Valentino Rossi (Yamaha) n'a même pas eu besoin de lutter pour remporter la 93e victoire de sa carrière. Parti 2e, il conservait sa position à l'issue du premier tour derrière Casey Stoner (Ducati), auteur de la pole. Les premières boucles laissaient présager un Grand Prix ennuyeux à souhait : Stoner stabilisait son avance sur Rossi à 1''5, et l'Italien ne cessait de creuser l'écart sur un peloton composé de John Hopkins (Kawasaki), Chris Vermeulen (Suzuki) et Loris Capirossi (plus de 5 secondes dans le tour 3). Puis il y eut le tour 8. Et la chute de Casey Stoner. Seul, dans un long virage, il se manquait, et sa moto filait dans les graviers. L'Australien tentait bien de repartir. En vain. Rossi n'avait plus qu'à finir la course à son rythme.

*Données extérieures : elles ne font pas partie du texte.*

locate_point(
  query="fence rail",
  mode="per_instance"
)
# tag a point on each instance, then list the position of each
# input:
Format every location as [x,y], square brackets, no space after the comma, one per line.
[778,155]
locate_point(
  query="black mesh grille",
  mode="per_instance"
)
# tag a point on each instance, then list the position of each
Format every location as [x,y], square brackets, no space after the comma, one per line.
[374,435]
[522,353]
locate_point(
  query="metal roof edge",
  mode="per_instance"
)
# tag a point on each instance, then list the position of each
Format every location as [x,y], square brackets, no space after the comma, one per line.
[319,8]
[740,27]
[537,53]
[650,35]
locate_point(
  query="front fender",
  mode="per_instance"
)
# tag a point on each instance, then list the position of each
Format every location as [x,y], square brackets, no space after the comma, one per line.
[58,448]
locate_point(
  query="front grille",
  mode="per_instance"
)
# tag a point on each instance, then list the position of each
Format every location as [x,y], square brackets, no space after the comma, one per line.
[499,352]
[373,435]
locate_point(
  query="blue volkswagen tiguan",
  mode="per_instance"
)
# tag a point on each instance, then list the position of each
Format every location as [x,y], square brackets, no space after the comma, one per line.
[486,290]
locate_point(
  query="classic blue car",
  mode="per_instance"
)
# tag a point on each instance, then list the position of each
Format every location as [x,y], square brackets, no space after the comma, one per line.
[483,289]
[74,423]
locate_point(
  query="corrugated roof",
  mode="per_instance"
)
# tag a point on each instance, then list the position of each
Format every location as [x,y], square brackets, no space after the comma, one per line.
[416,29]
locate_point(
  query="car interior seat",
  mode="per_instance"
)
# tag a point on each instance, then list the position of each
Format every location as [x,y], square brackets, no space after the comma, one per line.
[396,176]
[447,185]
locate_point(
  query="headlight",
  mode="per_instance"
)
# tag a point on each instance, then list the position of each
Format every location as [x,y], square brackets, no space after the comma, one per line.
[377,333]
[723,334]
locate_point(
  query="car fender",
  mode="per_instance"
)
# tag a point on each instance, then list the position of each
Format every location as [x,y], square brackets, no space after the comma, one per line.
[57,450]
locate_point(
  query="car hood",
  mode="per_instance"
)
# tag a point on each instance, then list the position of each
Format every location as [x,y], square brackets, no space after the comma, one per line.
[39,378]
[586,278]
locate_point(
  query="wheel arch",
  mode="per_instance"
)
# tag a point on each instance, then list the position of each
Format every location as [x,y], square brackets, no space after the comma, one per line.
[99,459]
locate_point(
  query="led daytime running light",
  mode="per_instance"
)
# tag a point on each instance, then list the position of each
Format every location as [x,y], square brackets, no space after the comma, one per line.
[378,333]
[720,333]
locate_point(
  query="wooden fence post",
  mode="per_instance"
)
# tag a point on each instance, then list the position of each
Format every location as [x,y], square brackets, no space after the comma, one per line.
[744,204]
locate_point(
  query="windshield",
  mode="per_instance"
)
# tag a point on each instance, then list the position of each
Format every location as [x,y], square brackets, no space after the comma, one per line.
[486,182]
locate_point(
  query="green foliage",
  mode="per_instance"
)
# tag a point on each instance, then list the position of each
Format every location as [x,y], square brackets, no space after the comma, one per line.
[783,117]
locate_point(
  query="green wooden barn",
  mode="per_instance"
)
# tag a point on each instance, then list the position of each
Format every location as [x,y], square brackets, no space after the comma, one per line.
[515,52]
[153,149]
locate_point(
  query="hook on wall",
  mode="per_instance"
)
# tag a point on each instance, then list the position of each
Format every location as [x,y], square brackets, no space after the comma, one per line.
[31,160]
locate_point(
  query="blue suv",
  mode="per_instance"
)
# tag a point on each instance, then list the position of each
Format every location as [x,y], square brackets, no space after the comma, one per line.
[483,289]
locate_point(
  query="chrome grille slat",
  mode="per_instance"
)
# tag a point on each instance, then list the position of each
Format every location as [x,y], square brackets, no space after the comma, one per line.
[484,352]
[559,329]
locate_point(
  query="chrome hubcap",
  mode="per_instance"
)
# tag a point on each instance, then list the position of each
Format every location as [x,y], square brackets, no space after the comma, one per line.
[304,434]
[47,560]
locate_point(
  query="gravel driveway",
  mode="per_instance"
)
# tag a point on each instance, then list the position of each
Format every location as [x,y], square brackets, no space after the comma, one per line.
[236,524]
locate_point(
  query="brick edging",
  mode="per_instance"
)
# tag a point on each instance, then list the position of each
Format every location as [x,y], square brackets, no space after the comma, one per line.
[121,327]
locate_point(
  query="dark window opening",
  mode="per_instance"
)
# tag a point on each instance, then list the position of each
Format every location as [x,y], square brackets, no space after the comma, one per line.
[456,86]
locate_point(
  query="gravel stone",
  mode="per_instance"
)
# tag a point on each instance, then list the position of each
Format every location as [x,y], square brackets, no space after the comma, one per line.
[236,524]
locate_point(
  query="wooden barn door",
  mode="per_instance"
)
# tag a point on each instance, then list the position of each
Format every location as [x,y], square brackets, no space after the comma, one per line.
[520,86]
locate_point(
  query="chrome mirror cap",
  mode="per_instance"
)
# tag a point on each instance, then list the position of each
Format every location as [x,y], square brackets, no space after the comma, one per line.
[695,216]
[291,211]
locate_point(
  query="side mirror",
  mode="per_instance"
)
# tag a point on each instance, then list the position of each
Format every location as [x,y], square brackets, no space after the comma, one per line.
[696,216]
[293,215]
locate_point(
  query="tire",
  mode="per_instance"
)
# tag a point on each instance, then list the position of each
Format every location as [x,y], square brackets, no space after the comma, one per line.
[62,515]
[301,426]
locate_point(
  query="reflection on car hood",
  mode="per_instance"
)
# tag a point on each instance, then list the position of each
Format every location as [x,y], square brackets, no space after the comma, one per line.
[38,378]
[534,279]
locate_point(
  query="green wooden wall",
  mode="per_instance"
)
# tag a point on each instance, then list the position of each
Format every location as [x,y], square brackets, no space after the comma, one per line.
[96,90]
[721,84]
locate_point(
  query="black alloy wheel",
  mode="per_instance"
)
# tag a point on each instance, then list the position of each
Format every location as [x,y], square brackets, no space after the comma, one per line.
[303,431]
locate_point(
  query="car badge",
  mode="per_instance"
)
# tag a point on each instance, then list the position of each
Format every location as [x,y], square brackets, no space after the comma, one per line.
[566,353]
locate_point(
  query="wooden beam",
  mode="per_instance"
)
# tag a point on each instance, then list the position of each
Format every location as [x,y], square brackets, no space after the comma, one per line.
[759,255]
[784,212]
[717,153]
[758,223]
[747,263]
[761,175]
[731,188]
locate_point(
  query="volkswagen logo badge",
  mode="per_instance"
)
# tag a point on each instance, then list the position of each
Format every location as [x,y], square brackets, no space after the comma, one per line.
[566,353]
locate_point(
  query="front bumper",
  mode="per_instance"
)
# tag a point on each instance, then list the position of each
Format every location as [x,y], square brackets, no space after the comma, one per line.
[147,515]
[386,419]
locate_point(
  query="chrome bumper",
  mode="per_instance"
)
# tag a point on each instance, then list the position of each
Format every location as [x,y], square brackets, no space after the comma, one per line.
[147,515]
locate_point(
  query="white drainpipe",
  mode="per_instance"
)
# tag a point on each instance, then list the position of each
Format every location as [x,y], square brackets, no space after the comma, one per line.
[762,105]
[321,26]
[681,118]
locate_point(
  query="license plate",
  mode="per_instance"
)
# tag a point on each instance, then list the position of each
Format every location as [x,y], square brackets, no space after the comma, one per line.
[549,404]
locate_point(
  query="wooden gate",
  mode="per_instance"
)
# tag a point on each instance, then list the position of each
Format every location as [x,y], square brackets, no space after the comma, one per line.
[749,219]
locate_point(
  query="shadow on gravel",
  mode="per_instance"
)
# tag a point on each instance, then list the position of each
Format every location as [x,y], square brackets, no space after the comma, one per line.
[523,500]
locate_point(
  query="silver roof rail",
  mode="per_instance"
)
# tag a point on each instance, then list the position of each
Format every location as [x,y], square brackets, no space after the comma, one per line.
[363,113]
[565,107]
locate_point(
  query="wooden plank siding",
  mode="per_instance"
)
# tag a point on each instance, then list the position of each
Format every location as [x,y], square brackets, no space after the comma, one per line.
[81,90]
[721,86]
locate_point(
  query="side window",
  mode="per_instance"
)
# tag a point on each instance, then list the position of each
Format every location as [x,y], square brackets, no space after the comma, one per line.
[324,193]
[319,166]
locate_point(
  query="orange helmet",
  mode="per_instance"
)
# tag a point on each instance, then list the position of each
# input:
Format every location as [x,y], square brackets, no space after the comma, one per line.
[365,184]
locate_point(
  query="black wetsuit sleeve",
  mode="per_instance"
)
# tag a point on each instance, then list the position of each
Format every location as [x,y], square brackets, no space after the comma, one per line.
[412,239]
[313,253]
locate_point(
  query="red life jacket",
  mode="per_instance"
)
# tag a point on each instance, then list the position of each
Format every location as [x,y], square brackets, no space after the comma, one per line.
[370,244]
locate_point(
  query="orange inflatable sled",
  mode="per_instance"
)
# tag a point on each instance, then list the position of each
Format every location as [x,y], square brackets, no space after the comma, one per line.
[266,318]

«À chaque virage, je pensais que cette situation était difficile, mais si Stoner n'avait pas chuté, cela aurait été encore plus difficile» a reconnu le quintuple champion du monde de la catégorie reine. Au final, "The Doctor" achève ce GP de République tchèque avec 20" d'avance sur Toni Elias (Ducati), auteur d'une remontée incroyable de la 13e place à la 2e en dix tours. «La journée d'hier (samedi 13e temps des qualifs, ndlr) a été très difficile, a expliqué l'Espagnol, qui a décroché le quatrième podium de sa carrière. Je suis donc parti de derrière... J'ai doublé de nombreux pilotes durant la course et je me suis finalement installé à la deuxième place avec un bon rythme.» Randy de Puniet (Honda) a chuté et finit en dernière position. Sylvain Guintoli (Ducati), après avoir occupé la 9e place, prend la 12e.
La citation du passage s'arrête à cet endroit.